Friday, February 9, 2007

Guidelines for Designing Authoring Tools for Children

Developing a new authoring environment for children is a challenging task. To build the tool, I'm going to base on the lesson learned from existing tools and to incorporate the latest ideas from the research in the child-computer interaction field. A set of guidelines for designing the authoring tools for children, especially for game making is formulated. These guidelines are summarized as follows:

a) Consistency. Ease of use with the help of strong-consistency visual, content-specific metaphors usage and as minimum text as possible.

b) Child-friendliness. Putting together the concept of game design and interface design for children including children’s familiarity, consistency, recoverability, instruction, and age-appropriateness.

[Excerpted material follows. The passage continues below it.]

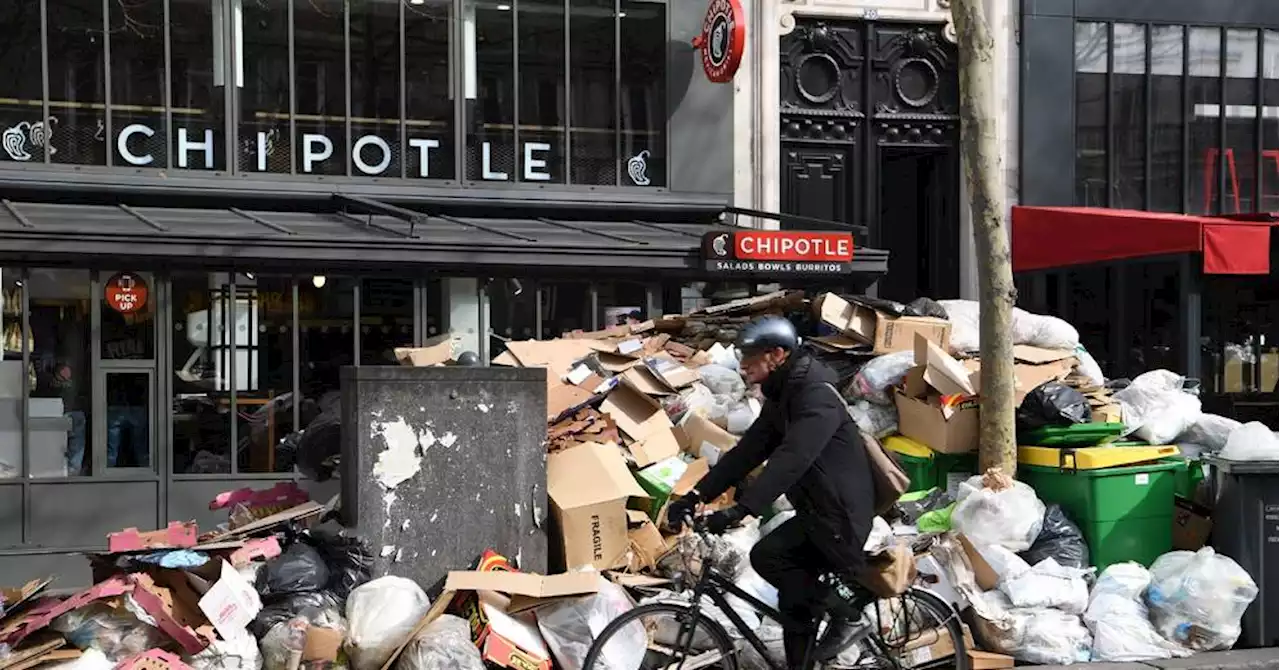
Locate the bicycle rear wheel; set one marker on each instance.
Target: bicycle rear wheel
(915, 630)
(649, 637)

c) Degrees of functionality. High-level of instructions corresponding to the things children want to represent in their games including producing games that have been supported by the collection of resources such as pictures, animations, sound and interactivity.

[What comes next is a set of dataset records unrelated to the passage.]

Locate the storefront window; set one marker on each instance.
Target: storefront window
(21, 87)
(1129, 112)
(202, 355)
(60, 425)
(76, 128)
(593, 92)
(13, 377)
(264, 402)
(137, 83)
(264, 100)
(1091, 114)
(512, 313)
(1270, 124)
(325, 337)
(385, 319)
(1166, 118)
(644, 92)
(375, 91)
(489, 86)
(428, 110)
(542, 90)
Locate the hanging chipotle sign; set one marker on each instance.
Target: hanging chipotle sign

d) Staying in the flow. Providing the leverage and exciting environment for children to explore different domains of knowledge in order to capture their individual interests.

e) Reflection. Indication for children to refine their ideas about the games they are making.

f) Familiar conceptual model. Emphasis on the content-area skills including game design, control design, elements design and game mechanic.

g) Familiar way of programming. Understandable style of scripting and authoring that is appropriate for their task.